The latest series of attacks in Limerick has again put advocates of the city as a safe and progressive place on the defensive.
While the crime statistics show it to be as safe as Dublin, Cork or Galway, it has been unlucky at times in experiencing spates of often unrelated violent incidents. These are often associated with feuds which have lead to a constant trickle of shootings at houses, assaults and, in the worst cases, murders.
The Limerick East TD, Mr Willie O'Dea (FF), said the four murders and two serious assaults of the past three weeks were extremely regrettable for the victims, their families and the city's image. But over the past five years, the city's statistics show Limerick to be near the bottom of the State's "felony league table".
"We have never argued that we have never had a problem with serious crime.
"The fact of the matter is we do not necessarily have a worse problem than anybody else."
The murders of the past month appear to bear no relation to any of the city's feuds and rather are the result of spontaneous violence, Chief Supt Gerry Kelly said yesterday.

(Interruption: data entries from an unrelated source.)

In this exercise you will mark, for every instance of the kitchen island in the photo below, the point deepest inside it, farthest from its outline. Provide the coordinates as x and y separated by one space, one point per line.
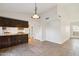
12 40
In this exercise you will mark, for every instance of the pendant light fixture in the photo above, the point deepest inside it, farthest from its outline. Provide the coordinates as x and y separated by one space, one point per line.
35 16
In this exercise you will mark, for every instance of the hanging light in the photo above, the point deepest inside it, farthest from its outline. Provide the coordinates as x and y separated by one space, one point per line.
35 16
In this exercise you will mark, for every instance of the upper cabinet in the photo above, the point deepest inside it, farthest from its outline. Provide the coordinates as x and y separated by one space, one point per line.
9 22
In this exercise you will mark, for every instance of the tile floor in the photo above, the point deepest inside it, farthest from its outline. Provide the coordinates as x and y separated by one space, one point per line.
45 48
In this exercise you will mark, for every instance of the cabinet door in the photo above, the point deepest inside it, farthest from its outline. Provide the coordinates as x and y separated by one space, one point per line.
4 42
13 40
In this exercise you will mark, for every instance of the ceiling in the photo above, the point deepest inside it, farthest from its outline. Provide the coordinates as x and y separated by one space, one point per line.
27 8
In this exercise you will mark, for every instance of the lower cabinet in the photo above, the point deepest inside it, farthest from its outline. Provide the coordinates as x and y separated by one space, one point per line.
7 41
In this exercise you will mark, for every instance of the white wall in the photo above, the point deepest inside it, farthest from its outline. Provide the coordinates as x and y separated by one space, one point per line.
57 28
51 28
35 24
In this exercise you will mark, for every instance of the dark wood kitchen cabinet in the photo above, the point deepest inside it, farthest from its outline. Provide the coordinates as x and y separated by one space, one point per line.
12 40
10 22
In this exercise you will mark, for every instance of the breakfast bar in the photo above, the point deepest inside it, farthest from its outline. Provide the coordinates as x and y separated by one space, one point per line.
10 37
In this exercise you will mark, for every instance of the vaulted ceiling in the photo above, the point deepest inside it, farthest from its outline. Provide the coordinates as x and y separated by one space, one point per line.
27 8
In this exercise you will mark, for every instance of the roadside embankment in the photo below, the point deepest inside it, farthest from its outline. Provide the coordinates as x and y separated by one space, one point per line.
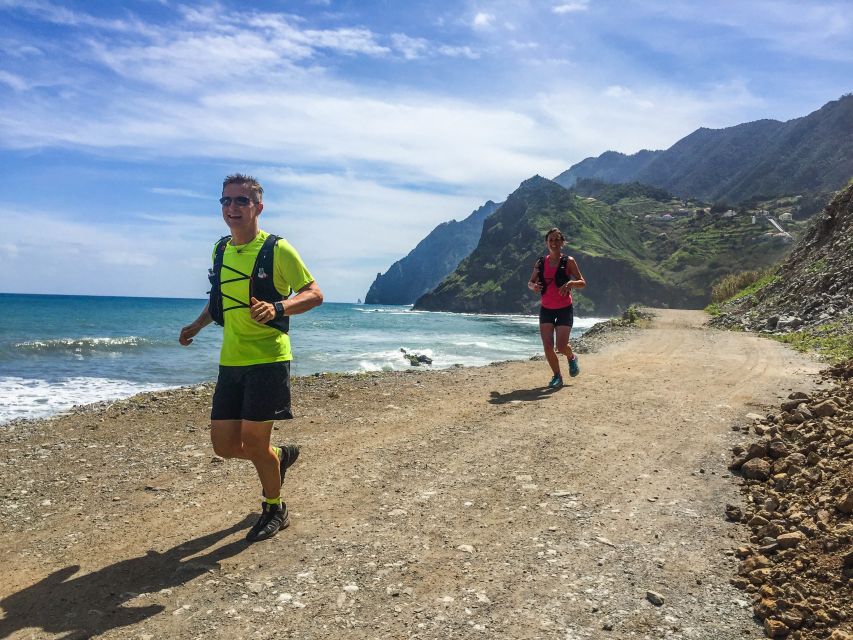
469 502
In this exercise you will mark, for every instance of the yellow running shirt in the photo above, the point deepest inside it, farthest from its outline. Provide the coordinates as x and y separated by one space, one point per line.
245 341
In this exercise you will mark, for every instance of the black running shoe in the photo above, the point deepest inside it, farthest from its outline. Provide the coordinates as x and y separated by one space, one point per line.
289 453
273 519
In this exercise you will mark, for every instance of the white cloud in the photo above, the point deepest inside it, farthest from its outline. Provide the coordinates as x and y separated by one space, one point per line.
181 193
571 7
15 82
483 20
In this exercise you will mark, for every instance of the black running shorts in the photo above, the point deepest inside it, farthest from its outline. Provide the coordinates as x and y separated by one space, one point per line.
564 317
257 392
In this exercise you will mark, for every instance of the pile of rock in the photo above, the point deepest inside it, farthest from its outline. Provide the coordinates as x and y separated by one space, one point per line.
798 482
813 286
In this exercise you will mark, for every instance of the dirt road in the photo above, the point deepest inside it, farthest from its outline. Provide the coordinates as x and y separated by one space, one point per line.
466 503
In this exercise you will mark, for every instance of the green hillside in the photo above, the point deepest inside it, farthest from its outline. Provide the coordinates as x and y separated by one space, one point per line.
633 243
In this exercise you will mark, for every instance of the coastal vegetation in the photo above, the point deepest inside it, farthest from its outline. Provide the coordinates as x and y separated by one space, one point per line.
636 244
659 228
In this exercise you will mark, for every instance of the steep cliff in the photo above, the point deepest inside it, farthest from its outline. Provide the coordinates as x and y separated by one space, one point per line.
609 249
436 256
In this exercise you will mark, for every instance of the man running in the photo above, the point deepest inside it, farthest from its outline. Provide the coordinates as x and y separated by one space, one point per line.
252 277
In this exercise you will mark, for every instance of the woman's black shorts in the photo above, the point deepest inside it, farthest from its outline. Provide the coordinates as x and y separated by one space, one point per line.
257 392
564 317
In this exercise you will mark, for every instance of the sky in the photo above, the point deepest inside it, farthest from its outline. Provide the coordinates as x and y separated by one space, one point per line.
368 122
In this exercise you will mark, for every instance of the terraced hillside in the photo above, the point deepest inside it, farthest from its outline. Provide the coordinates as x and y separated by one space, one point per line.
634 245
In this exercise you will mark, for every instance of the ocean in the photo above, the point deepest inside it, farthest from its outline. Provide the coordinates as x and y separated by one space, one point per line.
61 351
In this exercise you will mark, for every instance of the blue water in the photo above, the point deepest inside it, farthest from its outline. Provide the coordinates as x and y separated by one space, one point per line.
60 351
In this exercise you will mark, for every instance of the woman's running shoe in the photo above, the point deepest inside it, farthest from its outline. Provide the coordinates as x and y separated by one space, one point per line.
574 367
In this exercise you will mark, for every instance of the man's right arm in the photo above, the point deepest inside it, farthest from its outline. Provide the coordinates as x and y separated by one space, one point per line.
189 332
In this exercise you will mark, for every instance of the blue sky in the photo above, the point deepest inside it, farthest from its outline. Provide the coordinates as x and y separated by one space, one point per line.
368 122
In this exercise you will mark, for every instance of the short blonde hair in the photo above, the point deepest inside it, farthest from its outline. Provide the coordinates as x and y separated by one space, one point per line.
247 181
557 231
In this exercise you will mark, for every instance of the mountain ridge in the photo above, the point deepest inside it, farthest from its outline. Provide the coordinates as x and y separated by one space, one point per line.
432 259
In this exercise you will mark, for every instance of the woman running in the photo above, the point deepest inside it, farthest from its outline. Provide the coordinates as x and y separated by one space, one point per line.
554 276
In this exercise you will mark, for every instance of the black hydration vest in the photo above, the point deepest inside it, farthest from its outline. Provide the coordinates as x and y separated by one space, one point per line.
260 283
560 278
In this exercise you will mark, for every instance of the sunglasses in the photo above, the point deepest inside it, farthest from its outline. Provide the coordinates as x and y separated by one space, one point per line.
240 201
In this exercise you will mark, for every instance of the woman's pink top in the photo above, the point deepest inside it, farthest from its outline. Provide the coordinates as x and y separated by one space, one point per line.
552 299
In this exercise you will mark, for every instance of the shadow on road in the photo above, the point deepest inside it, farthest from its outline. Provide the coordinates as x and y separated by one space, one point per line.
91 604
521 395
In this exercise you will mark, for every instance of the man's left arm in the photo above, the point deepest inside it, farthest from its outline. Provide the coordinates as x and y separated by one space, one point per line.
306 298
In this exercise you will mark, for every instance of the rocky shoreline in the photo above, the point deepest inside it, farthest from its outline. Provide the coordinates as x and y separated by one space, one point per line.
465 502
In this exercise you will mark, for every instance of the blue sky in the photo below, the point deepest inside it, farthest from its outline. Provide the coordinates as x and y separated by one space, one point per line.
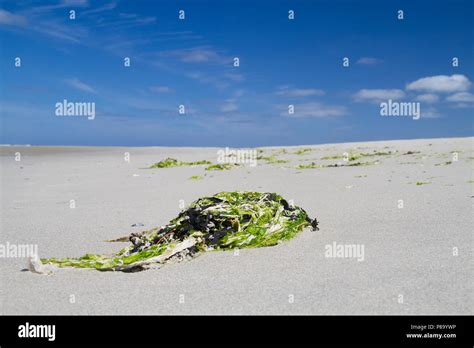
190 62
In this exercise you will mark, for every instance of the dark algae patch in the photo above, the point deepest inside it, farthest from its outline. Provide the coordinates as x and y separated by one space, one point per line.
172 162
222 166
224 221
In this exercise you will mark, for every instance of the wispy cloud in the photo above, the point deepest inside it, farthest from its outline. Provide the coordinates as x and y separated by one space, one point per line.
440 84
161 89
378 95
314 110
369 61
461 97
9 18
427 98
79 85
287 91
201 54
103 8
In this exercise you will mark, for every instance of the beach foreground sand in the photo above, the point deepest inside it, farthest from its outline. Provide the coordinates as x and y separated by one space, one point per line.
417 259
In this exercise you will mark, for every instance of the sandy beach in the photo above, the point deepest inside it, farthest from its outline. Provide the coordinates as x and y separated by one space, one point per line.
422 251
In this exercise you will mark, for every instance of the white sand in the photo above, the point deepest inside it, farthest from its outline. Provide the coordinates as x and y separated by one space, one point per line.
408 251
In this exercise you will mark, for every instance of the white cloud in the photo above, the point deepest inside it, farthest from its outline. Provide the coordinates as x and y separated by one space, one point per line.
461 97
378 95
440 84
106 7
369 61
9 18
430 113
77 84
299 92
229 106
427 98
315 109
161 89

The most sinister of the Limerick feuds is between two drug dealing families on the city's north side. The most violent manifestation of this feud in recent memory was the murder of Eddie Ryan in the Moose Bar, Cathedral Place, on November 12th, last year. A 24-year-old man has been charged with the murder.
One of the families in this feud is based in the Lee Estate, off Island Road, the scene of yesterday's stabbing. The other family is based in St Mary's Park, a short distance away, close to the scene of yesterday's savage assault on a young man with an iron bar.
The location of the attacks has led to speculation that they are related to this feud. But Chief Supt Kelly said that with the knowledge Garda has gathered so far, he was satisfied they were non-feud related. It is likely, however, the two attacks are themselves related.
The two victims were known to each other and a sufficient time lag exists between the two attacks for a revenge motive to be considered.
However, Supt Tony Kennelly, of Henry Street Garda Station, said independent investigations were being carried out. "We are conscious of the possibility of an overlap between the two incidents."
The city's other feuds are centred on the city's southside housing estates, in the Roxburo Garda Station district. Five families, some allied in an uneasy alliances, are involved in three different feuds which are sometimes punctuated by short lived truces.
That a city of 80,000 people should have such high profile criminal activities is possibly a legacy of its working class nature.
Limerick's mercantile past gave way to inter-generational unemployment for much of the last century for large numbers of its population concentrated in local authority housing estates built between the 1950s and the 1990s.